I Mined and Built My Way Through Space Haven

I have been gaming on Linux more than usual lately; that’s part due to my main gaming rig being out of reach and part me wanting to play more on this platform than Windoze. I played a few indie games to pass the time and eventually went looking for new games to check out during the Steam Summer Sale.

That is when I found Space Haven, a native Linux space-themed colony sim with base building, survival, and combat elements built into it.

It is the work of Bugbyte, a Turku-based indie game studio who initially introduced the game on Kickstarter back in 2019, running a successful crowdfunding campaign, and eventually making it out of Early Access.

Here’s how my playthrough of it went.

Worth your time?

the main menu of the space haven video game is shown here with many buttons on the left, and some information on the right, the background is space-themed

I say yes! If you are someone who is a buff for building intricate bases and micromanaging the smallest of details, then this game can be a good play for you.

I completed the tutorial before starting a full playthrough, which walked me through the basics quite well, but it did take some considerable time to finish.

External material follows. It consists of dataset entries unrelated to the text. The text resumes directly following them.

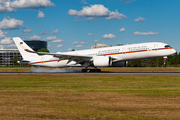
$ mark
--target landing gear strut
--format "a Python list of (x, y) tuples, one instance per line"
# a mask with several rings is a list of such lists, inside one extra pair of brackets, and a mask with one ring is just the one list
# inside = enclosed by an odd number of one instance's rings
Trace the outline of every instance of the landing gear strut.
[(101, 72), (101, 69), (82, 69), (83, 73), (85, 72)]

There’s a lot to keep track of once you are actually playing. Crew health and mood depend on beds, food, privacy, and toilets, so you cannot just build a ship and forget about the people living on it.

Powering the ship adequately matters just as much, where you place power generators and power nodes to route power distribution throughout your ship, keeping life support equipment like the oxygen generator and water purifier running to keep the crew alive.

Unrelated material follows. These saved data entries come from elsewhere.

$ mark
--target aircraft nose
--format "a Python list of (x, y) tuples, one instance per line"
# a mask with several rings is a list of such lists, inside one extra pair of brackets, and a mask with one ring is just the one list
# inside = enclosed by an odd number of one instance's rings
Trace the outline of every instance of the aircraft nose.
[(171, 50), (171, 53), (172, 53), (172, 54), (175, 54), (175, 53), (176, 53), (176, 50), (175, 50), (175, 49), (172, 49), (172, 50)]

Below you can see how I had to add a power node to provide electricity to the oxygen generator, with power-related metrics visible on the right. In this case, I was completing a quest objective to expand the ship’s power grid.

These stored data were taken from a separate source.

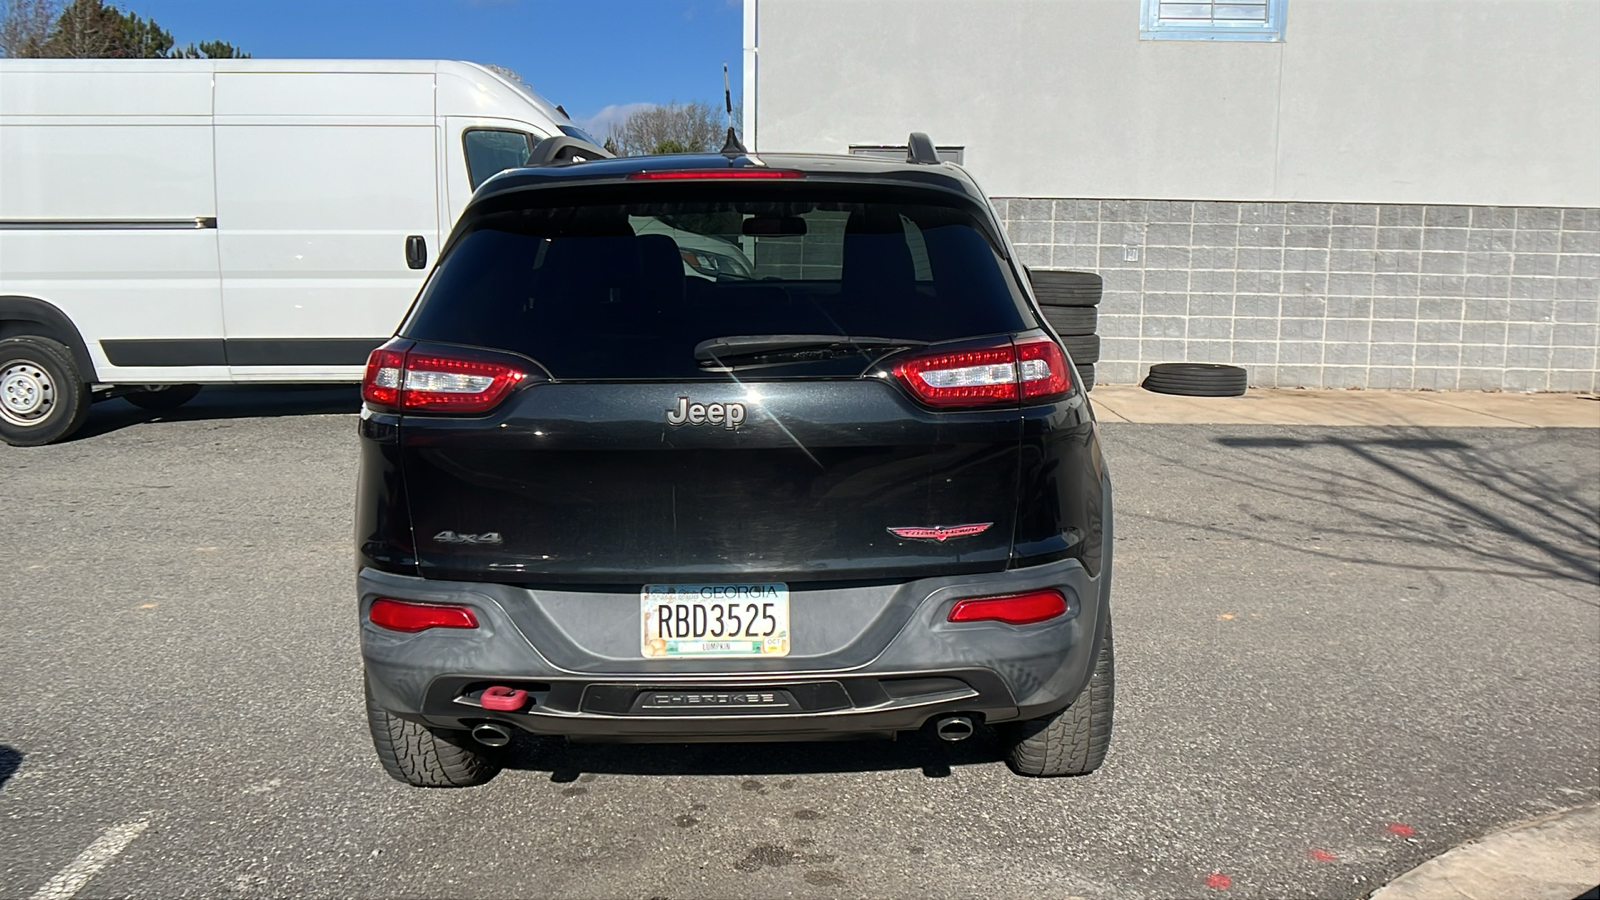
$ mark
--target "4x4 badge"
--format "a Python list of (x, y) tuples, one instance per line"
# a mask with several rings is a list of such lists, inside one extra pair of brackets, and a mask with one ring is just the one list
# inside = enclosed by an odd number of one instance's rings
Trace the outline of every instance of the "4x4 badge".
[(433, 536), (441, 544), (500, 544), (505, 539), (500, 537), (498, 531), (485, 531), (483, 534), (456, 534), (454, 531), (441, 531)]
[(890, 528), (888, 531), (896, 537), (903, 537), (909, 541), (938, 541), (942, 544), (951, 538), (982, 534), (993, 524), (993, 522), (974, 522), (971, 525), (910, 525), (904, 528)]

Resource extraction comes next. Pod hangars support mining, building, and starfighter types, and once you assign a mining pod hangar, it automatically sends out a pod to a selected resource and starts mining.

For moving beyond the current region, hyperspace jumps are the only way. After ensuring that you have installed a Navigation Console and Hyperium Hyperdrive, you can use the Starmap to chart your way forward.

Then there’s the combat. The ship can be protected by placing Point Defense Turrets for shooting down incoming asteroids as well as enemy drones and spacecraft. The crew members themselves can be drafted and equipped with weapons too!

You can send them aboard derelict ships to salvage for resources, and any aliens or clankers they run into get shot on sight once you give the order.

Room for improvements

a confirm button is visible that, when clicked, would load the map on a space haven save

Two things bugged me while playing. The camera stays locked to one angle; there is no way to rotate the view to see the ship or its contents from a different side. Loading a new map also means clicking through a checkmark button every single time before you can proceed, which will get annoying.

What I have covered here is only the surface of what Space Haven has to offer. There is a lot more to dig into, including deeper ship combat, faction missions, and even prison management, if you go further than I did.

Even with the fun I had, it would be wrong to exclude an issue that can be a dealbreaker for you. Crew members treat every task as a separate event instead of chaining related jobs together, placing a single wall block before wandering off, or returning to base after each mining haul instead of heading straight back out.

That is something the developers can fix in a future patch. For me, it was not much of a dealbreaker, as I am used to making things hard for myself. ☠️

🎮 How to Play?

As this is a native Linux game, you can run it on any computer that meets the minimum hardware requirements, provided the distro you install it on has the necessary components to run recent video games.

It costs $24.99, with prices going lower during sales. You can grab it from GOG for a DRM-free copy that you can share with others, or from Steam if you want access to mods.